À ce moment, nous fûmes environnés par un groupe de soldats porteurs, en plus de leur harnachement, de caisses et de paquets ficelés dans du papier, qu’ils traînaient cahin-caha et posèrent à terre en faisant : ouf.

— C’est les secrétaires d’État-Major. Ils font partie du Q.G. – du Quartier Général – c’est-à-dire de quelque chose comme la suite du Général. Ils trimbalent, quand ils déménagent, leurs caisses d’archives, leurs tables, leurs registres et toutes les petites saletés qu’il leur faut pour leurs écritures. Tiens, tu vois, ça, c’est une machine à écrire que ces deux-là – ce vieux papa et c’petit boudin – emportent, la poignée enfilée dans un fusil. Ils sont en trois bureaux, et il y a aussi la Section du Courrier, la Chancellerie, la S.T.C.A. – Section Topographique du Corps d’Armée – qui distribue les cartes aux divisions et fait des cartes et des plans, d’après les aéros, les observateurs et les prisonniers. C’est les officiers de tous les bureaux qui, sous les ordres d’un sous-chef et d’un chef – deux colons – forment l’État-Major du C.A. Mais le Q.G. proprement dit, qui comprend aussi des ordonnances, des cuisiniers, des magasiniers, des ouvriers, des électriciens, des gendarmes, et les cavaliers de l’Escorte, est commandé par un commandant.

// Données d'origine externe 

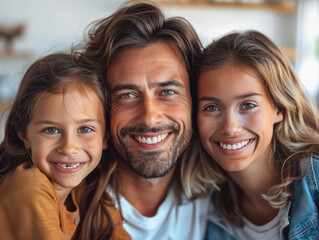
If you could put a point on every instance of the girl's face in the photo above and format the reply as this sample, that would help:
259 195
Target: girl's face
235 117
66 136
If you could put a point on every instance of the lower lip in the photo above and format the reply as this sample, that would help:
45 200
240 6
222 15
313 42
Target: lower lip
68 170
152 146
234 151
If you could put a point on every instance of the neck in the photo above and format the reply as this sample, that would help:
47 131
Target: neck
255 181
146 195
62 192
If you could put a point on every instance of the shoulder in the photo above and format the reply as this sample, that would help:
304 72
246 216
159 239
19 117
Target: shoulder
26 181
311 177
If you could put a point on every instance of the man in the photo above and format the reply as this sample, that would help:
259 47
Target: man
149 66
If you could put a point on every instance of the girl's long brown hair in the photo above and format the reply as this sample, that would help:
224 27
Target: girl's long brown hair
54 73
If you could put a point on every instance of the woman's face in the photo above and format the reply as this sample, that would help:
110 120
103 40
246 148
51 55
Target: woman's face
235 117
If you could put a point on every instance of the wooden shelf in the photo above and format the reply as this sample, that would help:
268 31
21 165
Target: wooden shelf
283 6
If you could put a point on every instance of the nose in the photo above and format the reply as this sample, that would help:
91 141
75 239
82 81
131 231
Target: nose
150 112
231 124
68 144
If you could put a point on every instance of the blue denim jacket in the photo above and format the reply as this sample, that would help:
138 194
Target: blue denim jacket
302 221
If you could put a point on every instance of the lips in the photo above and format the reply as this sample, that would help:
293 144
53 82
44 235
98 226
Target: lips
68 167
234 146
151 139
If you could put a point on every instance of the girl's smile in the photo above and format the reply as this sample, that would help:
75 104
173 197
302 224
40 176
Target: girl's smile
66 136
235 116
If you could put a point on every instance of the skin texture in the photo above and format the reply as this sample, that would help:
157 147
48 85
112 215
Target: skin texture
150 100
66 128
235 109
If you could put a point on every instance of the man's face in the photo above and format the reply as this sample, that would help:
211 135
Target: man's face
150 108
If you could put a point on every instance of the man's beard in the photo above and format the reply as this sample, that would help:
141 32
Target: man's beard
152 164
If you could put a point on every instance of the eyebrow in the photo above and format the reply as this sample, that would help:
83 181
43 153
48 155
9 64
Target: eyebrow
168 83
120 87
207 98
83 121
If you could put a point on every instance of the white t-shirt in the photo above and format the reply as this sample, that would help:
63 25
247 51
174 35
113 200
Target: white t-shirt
172 221
268 231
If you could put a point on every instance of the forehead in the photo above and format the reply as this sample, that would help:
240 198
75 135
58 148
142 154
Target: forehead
235 79
75 97
154 62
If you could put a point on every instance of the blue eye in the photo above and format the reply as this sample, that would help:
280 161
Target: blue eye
51 130
127 95
247 106
211 108
168 92
85 130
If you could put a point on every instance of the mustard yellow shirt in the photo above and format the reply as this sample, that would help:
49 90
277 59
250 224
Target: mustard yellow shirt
30 208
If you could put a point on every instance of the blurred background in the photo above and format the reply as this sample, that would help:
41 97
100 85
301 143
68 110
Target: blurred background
34 28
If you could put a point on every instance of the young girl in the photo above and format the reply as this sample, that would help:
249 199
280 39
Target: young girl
54 137
262 134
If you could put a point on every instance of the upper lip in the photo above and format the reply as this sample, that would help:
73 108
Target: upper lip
232 141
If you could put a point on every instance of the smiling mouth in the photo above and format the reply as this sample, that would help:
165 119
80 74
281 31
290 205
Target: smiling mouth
151 140
68 166
235 146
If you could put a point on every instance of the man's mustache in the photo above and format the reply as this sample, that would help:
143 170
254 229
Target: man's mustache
174 127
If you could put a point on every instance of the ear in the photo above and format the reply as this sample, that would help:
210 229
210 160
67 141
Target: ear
23 137
279 116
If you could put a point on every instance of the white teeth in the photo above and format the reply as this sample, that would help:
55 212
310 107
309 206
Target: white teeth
68 165
234 146
152 140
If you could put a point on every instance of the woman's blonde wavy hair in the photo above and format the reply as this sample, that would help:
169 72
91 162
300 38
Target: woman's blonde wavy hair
295 139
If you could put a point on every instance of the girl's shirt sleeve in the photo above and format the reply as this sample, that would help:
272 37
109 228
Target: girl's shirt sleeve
30 208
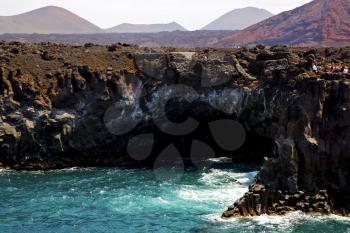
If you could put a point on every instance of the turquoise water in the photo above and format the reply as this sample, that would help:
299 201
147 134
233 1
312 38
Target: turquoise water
117 200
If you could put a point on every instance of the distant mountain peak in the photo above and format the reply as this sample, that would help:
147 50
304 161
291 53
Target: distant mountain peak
320 22
46 20
238 19
146 28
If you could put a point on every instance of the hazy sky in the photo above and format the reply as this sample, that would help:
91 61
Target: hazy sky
192 14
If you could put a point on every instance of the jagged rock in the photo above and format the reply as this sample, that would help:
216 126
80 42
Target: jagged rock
83 114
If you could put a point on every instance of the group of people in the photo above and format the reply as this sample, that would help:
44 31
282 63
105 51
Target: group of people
338 69
333 69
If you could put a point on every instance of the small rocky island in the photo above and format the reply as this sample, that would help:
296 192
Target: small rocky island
66 106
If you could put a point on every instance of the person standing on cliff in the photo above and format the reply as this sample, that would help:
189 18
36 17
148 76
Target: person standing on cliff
314 68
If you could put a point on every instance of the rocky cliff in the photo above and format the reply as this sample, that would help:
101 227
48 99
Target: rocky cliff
64 106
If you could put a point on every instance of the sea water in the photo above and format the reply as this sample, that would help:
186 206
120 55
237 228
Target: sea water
135 200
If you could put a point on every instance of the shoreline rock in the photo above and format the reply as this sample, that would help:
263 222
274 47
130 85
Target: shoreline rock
57 114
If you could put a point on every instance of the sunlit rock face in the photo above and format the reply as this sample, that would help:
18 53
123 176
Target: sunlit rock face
129 106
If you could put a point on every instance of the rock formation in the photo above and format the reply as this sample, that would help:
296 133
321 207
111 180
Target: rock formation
320 22
64 106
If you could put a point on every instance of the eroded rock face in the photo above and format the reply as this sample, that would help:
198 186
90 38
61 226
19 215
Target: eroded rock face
81 108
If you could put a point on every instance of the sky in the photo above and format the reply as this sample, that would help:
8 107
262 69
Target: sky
192 14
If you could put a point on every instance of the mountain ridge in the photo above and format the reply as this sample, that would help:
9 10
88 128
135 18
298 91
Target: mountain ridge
320 22
49 19
238 19
145 28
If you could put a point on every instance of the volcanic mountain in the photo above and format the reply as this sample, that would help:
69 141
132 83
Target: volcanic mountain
146 28
320 22
239 19
47 20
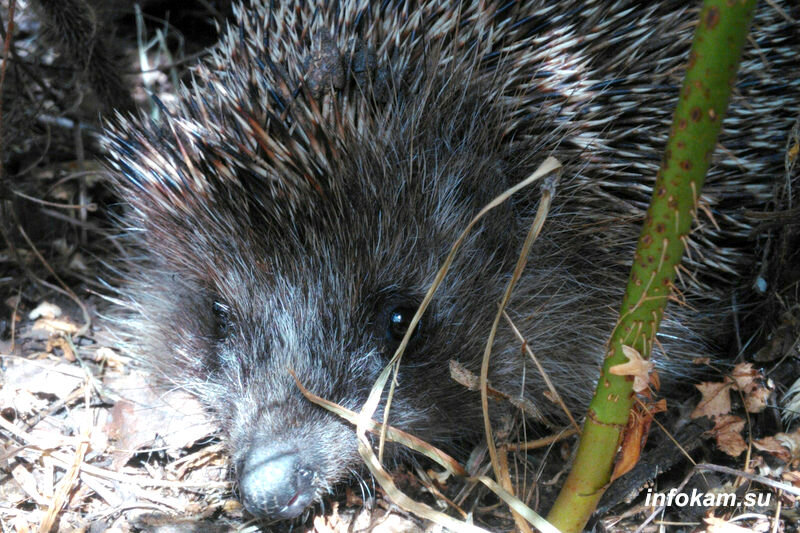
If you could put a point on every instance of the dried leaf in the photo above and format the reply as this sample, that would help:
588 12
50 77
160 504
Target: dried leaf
636 366
716 399
727 431
744 375
635 436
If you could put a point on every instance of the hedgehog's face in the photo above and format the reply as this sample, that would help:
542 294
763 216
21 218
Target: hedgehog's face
332 310
268 255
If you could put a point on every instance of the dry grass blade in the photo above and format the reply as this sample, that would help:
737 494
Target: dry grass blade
364 420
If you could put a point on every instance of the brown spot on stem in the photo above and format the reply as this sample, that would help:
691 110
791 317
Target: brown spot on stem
712 18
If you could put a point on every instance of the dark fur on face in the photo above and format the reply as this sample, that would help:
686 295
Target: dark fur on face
279 224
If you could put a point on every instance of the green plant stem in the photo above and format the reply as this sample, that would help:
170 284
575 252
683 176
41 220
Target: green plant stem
713 62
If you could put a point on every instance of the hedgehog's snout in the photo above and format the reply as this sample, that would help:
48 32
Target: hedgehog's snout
274 482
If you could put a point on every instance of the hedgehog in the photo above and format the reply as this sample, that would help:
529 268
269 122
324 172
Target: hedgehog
289 212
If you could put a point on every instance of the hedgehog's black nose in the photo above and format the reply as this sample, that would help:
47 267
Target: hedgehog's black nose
274 483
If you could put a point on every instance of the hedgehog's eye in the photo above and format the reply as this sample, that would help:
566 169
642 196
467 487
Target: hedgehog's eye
399 319
222 320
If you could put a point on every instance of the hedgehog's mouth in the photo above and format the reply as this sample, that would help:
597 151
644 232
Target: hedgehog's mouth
274 482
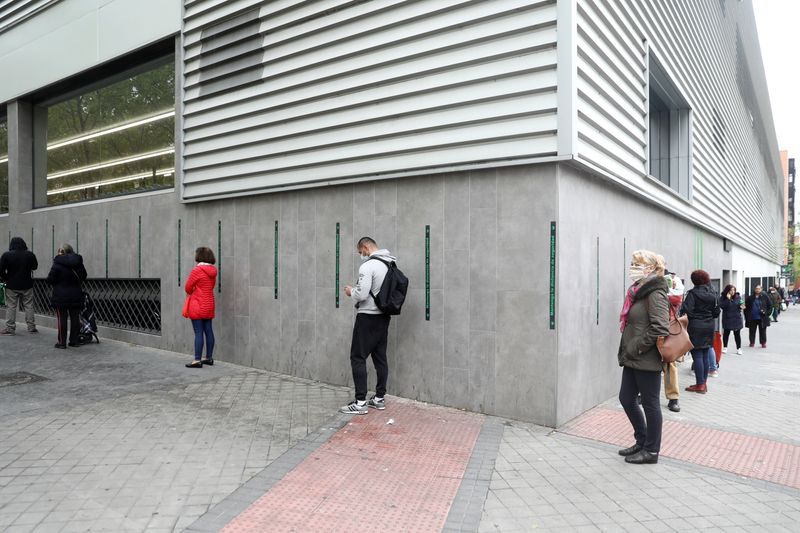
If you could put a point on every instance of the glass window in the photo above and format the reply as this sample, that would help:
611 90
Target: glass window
670 132
3 165
112 140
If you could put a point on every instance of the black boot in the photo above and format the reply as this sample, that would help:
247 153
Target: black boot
642 457
630 451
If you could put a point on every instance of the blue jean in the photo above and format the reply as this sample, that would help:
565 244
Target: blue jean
702 357
203 328
712 360
647 424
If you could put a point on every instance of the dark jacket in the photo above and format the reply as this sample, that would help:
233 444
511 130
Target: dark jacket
66 276
17 266
701 305
731 312
766 309
648 319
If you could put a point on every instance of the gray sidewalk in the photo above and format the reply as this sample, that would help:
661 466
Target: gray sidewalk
125 438
550 481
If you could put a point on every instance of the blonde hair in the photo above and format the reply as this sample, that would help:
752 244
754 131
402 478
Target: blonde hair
651 259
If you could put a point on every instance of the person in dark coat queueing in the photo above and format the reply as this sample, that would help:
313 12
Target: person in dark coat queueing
731 305
66 276
199 306
644 318
757 311
701 305
16 271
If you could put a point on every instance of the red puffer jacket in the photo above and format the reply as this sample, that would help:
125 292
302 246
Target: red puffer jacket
200 288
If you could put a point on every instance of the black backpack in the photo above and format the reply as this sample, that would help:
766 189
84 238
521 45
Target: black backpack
392 293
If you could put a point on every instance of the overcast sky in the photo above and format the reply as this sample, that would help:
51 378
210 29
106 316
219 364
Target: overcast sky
779 32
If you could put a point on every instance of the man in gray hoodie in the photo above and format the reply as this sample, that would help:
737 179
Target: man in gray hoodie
16 271
371 329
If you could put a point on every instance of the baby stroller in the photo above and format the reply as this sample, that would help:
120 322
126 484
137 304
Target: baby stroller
88 330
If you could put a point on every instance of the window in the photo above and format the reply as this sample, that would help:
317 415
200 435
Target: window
670 132
115 138
3 164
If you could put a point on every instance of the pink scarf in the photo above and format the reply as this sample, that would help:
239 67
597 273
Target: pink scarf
626 307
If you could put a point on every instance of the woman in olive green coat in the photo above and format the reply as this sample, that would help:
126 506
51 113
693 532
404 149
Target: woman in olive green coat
644 318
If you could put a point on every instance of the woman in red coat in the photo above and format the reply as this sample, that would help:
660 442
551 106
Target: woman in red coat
199 306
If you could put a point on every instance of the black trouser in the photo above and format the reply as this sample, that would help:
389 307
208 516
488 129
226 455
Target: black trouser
74 324
762 332
647 425
370 334
737 336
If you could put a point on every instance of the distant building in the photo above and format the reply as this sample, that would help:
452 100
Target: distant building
511 153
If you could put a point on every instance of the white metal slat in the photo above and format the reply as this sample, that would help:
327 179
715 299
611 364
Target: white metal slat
286 106
437 139
373 50
276 140
304 85
288 123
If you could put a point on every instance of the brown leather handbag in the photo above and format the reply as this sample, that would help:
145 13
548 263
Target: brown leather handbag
675 345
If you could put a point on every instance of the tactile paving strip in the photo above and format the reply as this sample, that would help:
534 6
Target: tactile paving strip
744 455
373 476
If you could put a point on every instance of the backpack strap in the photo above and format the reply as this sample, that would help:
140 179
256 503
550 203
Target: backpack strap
388 266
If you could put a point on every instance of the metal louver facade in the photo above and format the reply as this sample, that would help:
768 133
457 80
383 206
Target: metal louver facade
286 94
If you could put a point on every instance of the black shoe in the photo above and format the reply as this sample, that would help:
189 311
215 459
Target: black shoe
642 457
630 451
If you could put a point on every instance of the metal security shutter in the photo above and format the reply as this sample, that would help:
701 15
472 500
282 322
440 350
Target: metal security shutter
13 12
287 93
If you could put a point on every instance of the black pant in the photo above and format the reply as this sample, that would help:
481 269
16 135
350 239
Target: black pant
370 335
737 336
74 324
762 332
647 426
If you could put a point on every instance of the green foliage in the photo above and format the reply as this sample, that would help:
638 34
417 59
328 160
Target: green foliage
130 100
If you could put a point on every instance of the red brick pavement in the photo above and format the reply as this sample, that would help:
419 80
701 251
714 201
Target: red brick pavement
744 455
373 476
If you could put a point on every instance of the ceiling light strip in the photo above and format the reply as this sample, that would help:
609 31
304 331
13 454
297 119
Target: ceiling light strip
114 129
164 172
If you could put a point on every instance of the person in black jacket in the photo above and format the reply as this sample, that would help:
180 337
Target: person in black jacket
757 310
16 270
702 307
731 305
66 276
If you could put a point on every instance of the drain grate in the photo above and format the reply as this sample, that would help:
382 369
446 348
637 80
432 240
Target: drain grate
19 378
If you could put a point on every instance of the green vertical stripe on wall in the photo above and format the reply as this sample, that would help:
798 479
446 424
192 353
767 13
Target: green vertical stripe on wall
178 251
219 256
336 289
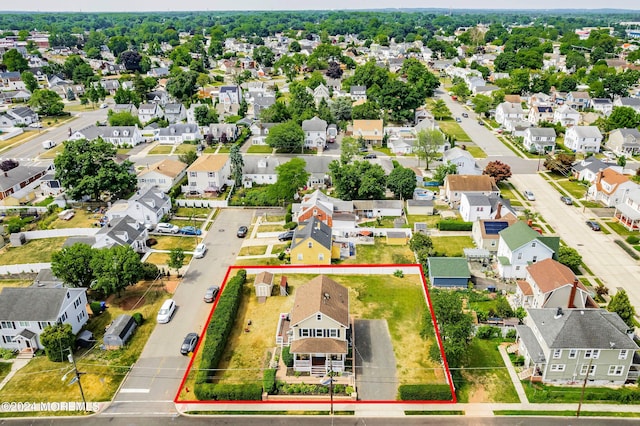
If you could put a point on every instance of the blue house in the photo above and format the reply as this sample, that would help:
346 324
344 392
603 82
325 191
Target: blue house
449 272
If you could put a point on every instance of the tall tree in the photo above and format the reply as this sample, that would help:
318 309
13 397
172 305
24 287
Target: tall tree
402 181
87 168
73 265
237 164
621 305
429 143
116 268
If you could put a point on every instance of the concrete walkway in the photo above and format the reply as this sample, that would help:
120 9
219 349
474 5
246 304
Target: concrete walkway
514 376
16 364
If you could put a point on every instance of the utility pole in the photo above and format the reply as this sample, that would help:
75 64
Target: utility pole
77 374
584 385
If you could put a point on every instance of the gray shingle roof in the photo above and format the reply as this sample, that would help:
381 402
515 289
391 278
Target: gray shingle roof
582 328
34 304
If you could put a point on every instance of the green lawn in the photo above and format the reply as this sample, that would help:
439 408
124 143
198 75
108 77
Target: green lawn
476 151
166 242
34 251
452 246
486 384
452 128
259 149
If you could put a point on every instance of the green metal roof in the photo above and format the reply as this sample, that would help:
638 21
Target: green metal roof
449 267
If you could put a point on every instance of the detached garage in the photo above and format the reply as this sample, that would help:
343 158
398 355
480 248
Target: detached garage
119 332
449 271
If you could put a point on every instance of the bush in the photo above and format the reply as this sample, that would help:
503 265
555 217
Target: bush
425 393
220 327
287 358
269 381
138 318
96 307
454 225
149 271
632 239
487 332
227 392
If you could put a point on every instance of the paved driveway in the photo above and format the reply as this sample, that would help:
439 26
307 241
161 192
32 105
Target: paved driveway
153 382
375 361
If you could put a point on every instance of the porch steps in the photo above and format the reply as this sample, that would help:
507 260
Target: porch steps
525 374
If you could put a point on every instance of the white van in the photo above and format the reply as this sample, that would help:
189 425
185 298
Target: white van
166 311
48 144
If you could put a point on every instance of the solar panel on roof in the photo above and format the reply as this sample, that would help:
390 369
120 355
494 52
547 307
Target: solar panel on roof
492 228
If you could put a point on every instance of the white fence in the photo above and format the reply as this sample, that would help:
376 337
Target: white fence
65 232
23 267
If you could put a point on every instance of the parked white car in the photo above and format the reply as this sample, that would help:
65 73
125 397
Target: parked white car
200 251
167 228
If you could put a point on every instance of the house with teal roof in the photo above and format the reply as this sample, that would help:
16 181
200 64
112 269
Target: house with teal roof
520 246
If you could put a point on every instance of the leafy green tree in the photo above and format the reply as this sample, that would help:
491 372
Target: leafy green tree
30 81
621 305
428 145
292 176
73 265
570 257
123 118
46 102
286 137
14 61
443 170
402 181
116 268
87 168
237 164
176 259
498 170
57 339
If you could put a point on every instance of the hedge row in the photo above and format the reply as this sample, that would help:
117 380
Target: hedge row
220 326
228 392
425 393
454 225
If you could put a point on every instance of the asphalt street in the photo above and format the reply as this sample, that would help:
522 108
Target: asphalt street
152 383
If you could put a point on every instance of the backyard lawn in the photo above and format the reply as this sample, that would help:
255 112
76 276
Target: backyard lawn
452 128
166 242
486 384
40 380
398 300
34 251
452 246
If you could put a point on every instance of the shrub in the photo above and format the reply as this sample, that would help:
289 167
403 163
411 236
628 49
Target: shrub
632 239
454 225
227 392
220 327
424 392
138 318
269 381
487 332
287 358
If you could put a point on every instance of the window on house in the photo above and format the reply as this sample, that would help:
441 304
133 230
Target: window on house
615 370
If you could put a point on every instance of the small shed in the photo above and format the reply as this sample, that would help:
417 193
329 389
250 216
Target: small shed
119 332
263 284
449 271
397 238
421 207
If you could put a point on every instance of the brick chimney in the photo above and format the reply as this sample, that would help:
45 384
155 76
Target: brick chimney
572 295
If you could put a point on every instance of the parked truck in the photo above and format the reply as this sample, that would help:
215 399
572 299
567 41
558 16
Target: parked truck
48 144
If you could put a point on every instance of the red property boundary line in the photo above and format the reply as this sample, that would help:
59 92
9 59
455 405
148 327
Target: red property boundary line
454 400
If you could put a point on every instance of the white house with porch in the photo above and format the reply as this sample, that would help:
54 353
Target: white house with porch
26 311
319 327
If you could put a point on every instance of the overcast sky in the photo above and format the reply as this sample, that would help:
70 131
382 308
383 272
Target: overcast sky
165 5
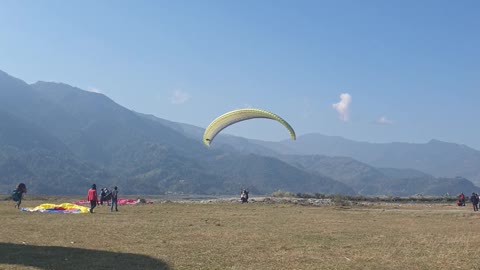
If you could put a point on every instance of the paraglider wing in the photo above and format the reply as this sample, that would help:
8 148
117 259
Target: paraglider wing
239 115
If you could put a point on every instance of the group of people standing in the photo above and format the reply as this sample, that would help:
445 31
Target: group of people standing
92 197
474 199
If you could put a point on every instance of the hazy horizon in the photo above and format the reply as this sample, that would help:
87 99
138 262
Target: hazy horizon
369 71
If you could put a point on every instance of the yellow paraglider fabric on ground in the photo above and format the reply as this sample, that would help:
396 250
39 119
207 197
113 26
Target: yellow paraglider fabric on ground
58 208
236 116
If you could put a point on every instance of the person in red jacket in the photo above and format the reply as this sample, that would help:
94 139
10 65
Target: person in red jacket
92 197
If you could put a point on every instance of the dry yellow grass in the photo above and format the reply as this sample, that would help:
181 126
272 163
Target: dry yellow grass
236 236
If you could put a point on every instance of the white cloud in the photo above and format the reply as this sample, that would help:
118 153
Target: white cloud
179 97
384 121
342 107
93 89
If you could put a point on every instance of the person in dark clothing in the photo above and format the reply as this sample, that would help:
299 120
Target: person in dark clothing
18 194
461 199
474 200
92 197
114 196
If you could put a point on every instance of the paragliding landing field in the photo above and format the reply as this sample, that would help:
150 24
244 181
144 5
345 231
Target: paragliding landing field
241 236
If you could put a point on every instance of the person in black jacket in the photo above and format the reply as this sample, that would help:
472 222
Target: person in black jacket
474 200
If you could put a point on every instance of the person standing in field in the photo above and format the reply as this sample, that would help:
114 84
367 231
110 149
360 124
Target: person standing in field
461 199
18 194
92 197
114 199
474 200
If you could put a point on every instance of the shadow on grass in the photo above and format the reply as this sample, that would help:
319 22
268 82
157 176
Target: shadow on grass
45 257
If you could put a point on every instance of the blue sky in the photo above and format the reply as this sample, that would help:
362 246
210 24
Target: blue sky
411 69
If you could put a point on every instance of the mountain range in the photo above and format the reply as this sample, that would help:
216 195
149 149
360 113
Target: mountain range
60 139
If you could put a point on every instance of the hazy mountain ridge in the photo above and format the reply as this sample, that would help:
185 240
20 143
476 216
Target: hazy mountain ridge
440 159
108 144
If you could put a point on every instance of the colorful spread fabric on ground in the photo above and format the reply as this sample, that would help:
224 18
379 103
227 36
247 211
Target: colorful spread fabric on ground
58 208
120 201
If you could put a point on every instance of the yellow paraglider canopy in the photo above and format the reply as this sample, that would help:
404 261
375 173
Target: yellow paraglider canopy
236 116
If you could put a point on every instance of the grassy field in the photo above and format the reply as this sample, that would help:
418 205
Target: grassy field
236 236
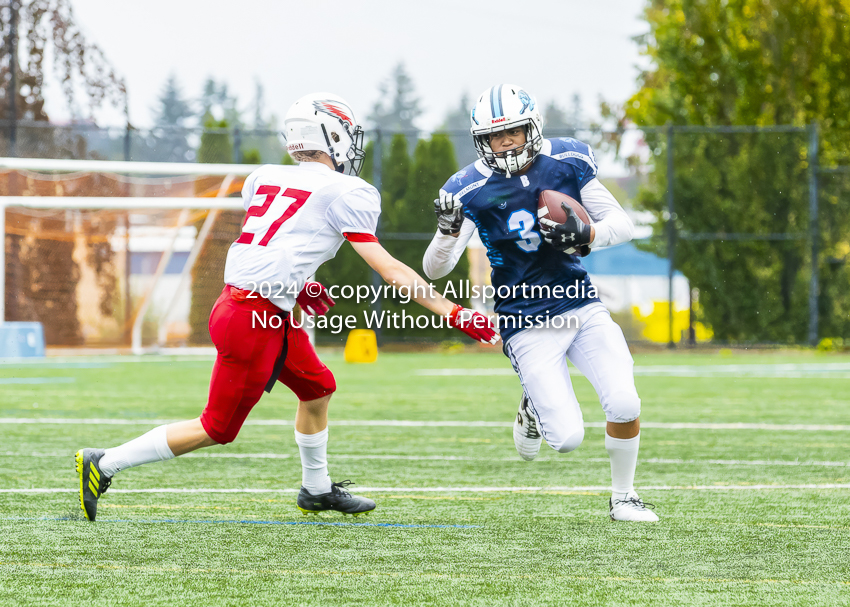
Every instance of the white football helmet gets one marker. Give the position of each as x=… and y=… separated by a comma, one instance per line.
x=506, y=106
x=325, y=122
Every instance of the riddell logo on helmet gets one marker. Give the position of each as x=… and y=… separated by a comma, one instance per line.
x=334, y=109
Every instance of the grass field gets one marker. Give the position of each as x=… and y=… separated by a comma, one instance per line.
x=754, y=514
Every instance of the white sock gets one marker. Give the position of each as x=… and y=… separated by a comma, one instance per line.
x=314, y=461
x=150, y=447
x=623, y=453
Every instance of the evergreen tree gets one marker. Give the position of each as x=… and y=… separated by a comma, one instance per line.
x=750, y=62
x=398, y=107
x=208, y=273
x=171, y=116
x=396, y=170
x=47, y=29
x=216, y=145
x=457, y=125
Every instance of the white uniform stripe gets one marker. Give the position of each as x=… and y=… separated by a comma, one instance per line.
x=435, y=424
x=461, y=458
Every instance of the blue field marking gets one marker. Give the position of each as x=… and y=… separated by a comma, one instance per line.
x=37, y=380
x=249, y=522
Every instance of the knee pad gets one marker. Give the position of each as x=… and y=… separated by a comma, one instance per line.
x=622, y=407
x=569, y=442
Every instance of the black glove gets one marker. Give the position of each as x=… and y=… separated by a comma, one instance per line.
x=572, y=236
x=449, y=210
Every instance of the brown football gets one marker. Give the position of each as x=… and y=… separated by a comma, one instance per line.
x=549, y=206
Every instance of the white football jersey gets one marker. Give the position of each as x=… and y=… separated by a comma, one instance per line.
x=297, y=219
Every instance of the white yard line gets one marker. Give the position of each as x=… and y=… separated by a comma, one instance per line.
x=429, y=424
x=790, y=371
x=461, y=489
x=461, y=458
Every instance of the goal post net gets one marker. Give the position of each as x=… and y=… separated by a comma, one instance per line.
x=116, y=254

À ce moment, nous recevons un terrible renfoncement collectif.

— Eh ! attention ! rangez-vous ! crie, en guise d’excuse, un homme qui, aidé de plusieurs autres, pousse une voiture vers les wagons.

Le travail est laborieux. Le sol est en pente et la voiture, dès qu’on cesse de s’arc-bouter contre elle et de se cramponner aux roues, recule. Les hommes sombres se pressent sur elle en grinçant et grondant, comme sur un monstre, au sein des ténèbres.